MR spectroscopy has also been used to demonstrate neurochemical abnormalities in dyslexic brains, even when the participants are resting and do not have to perform a task. Rae et al (7) found MR spectroscopy-detectable differences in the ratio of choline-containing compounds to NAA between dyslexic men and control subjects in the left temporoparietal lobe and right cerebellum. Richardson et al (38) found an elevated phosphomonoesters peak area in patients with dyslexia compared with control subjects by using phosphorus-31 MR spectroscopy.

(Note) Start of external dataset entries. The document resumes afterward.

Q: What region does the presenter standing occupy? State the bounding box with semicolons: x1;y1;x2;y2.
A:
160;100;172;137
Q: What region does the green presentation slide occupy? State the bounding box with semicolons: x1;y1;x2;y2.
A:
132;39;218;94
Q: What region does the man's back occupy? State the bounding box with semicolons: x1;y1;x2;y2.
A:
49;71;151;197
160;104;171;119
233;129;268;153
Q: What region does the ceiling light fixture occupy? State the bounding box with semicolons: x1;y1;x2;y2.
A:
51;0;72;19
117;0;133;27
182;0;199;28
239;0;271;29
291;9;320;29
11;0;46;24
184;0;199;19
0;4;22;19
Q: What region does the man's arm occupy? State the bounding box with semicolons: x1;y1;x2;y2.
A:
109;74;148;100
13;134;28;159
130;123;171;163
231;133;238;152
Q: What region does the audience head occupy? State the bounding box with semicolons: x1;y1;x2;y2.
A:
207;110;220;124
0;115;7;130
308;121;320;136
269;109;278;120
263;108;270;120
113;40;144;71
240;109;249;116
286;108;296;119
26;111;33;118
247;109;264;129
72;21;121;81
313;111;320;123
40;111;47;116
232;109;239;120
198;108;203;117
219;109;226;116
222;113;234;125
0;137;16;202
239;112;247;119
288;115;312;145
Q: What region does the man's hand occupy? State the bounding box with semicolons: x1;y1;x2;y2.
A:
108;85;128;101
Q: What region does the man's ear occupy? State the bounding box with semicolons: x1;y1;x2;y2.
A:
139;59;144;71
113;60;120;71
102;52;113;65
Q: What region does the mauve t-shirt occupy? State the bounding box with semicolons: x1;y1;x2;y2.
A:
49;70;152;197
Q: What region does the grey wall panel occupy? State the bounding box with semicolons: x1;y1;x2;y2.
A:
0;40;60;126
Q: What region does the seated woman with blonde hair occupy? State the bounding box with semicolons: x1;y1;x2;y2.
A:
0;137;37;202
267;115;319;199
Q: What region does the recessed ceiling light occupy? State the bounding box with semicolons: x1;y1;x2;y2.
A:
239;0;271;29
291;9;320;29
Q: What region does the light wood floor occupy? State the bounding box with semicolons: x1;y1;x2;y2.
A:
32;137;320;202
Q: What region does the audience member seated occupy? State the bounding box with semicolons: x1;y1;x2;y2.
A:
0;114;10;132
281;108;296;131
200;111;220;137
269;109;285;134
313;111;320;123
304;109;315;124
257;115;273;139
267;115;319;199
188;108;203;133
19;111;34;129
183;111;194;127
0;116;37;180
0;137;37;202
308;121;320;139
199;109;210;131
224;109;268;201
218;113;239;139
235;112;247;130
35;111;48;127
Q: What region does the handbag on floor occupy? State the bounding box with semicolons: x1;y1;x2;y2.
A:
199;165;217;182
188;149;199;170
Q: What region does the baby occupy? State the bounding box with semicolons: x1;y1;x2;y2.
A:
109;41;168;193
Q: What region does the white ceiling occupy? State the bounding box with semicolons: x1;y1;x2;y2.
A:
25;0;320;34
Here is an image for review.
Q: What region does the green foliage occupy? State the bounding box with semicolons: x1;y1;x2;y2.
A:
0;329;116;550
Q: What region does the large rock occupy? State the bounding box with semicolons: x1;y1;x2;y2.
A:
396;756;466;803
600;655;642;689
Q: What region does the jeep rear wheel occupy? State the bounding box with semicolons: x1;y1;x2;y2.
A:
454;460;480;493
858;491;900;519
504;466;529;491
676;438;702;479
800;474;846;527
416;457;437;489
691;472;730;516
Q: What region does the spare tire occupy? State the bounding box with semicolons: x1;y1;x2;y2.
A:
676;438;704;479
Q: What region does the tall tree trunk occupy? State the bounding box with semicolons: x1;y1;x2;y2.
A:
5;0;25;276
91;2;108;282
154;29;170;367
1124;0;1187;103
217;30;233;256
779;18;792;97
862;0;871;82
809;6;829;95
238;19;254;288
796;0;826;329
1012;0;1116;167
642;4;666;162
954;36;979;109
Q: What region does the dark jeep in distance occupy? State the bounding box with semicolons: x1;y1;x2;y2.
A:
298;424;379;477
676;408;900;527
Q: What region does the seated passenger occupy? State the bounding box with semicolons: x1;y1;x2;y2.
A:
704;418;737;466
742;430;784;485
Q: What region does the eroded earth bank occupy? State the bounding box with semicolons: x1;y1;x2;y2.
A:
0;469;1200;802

Corina et al (4) used fMRI to compare dyslexic children and control subjects during the same aurally presented phonologic and lexical judgment tasks used in the current study; a tone judgment task was used instead of passive listening as the control task in that study. When fMRI data were analyzed with tone as the main task (“on condition”), there was no significant difference between dyslexic patients and control subjects; these findings were consistent with those of an fMRS study using PEPSI (1). When the two groups (dyslexic patients and control subjects) were compared with the two language tasks (phonologic and lexical judgment) and the two hemispheres (right and left), four regions—middle frontal gyrus, inferior temporal gyrus, precentral gyrus, and orbital frontal cortex—had a significant interaction between language task and group. The last three regions had a significant three-way interaction with task, group, and hemisphere. Children with dyslexia and good readers differed in right inferior temporal gyrus; this finding provided more localized evidence with the same phonologic and lexical tasks than that possible with PEPSI. Sound may be mapped onto meaning in this region (see reference 40 for a review of the research evidence). This result suggests that dyslexic patients have difficulty not only in phonologic judgments but also in judgments that require the coordination of sound and meaning while ignoring one and attending to the other.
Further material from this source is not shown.